A friend of mine shared this article link on Facebook, and left me a comment saying, “Jennifer – I know that you believe in the power of reading.” This election cycle in America has left many feeling unsure. People on both sides of the aisle wonder how someone could support the other side.
Please click through to read that article, which highlights some of the National Book Award nominees, but in particular the two in the image. If you click on the book title in the article, you will be directed to information about the book, including why the author wrote it.
Strangers in Their Own Land is about tea party Southerners. I have to admit that I wondered how this would be helpful, or how I would emphathize with them.

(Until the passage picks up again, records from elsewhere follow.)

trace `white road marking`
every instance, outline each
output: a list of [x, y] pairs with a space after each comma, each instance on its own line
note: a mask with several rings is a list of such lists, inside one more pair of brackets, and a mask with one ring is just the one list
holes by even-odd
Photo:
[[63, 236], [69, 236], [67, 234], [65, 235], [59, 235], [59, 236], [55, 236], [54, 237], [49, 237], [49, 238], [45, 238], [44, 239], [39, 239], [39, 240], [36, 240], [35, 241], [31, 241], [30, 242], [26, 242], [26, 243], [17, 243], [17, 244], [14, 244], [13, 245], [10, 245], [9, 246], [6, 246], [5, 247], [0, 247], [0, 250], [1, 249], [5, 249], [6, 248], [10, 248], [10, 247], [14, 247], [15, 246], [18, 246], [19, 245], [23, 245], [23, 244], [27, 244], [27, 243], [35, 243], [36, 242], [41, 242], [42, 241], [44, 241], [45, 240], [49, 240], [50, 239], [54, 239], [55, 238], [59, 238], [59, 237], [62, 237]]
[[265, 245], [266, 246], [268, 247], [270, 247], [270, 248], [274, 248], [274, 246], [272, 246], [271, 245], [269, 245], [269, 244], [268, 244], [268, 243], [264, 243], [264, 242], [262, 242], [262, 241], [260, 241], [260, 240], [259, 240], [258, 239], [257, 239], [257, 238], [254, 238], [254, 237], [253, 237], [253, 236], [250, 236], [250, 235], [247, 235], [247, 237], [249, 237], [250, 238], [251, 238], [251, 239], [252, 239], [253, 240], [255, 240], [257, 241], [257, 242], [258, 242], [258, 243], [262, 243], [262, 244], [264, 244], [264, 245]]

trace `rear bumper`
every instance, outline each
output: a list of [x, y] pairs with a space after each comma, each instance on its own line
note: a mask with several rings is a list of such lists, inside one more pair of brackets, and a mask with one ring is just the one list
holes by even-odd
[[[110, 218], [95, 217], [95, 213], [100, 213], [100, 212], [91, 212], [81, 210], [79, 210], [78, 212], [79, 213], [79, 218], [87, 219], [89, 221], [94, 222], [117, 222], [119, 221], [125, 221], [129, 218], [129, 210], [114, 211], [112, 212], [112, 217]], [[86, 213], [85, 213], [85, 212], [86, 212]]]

I listened to a podcast just before I saw this article about the divide within the Republican party called “Will I Know Anyone At This Party?” and although I still cannot justify the racism and extremism that has come out during this election, it finally hit me hard that people are reacting in fear.
Reading even this short summary of Strangers in Their Own Land opened my eyes and my heart, so it’s a book I’m going to delve into:
In Strangers in Their Own Land, the renowned sociologist Arlie Hochschild embarks on a thought-provoking journey from her liberal hometown of Berkeley, California, deep into Louisiana bayou country—a stronghold of the conservative right. As she gets to know people who strongly oppose many of the ideas she famously champions, Hochschild nevertheless finds common ground and quickly warms to the people she meets—among them a Tea Party activist whose town has been swallowed by a sinkhole caused by a drilling accident—people whose concerns are actually ones that all Americans share: the desire for community, the embrace of family, and hopes for their children.
Strangers in Their Own Land goes beyond the commonplace liberal idea that these are people who have been duped into voting against their own interests. Instead, Hochschild finds lives ripped apart by stagnant wages, a loss of home, an elusive American dream—and political choices and views that make sense in the context of their lives. Hochschild draws on her expert knowledge of the sociology of emotion to help us understand what it feels like to live in “red” America. Along the way she finds answers to one of the crucial questions of contemporary American politics: why do the people who would seem to benefit most from “liberal” government intervention abhor the very idea?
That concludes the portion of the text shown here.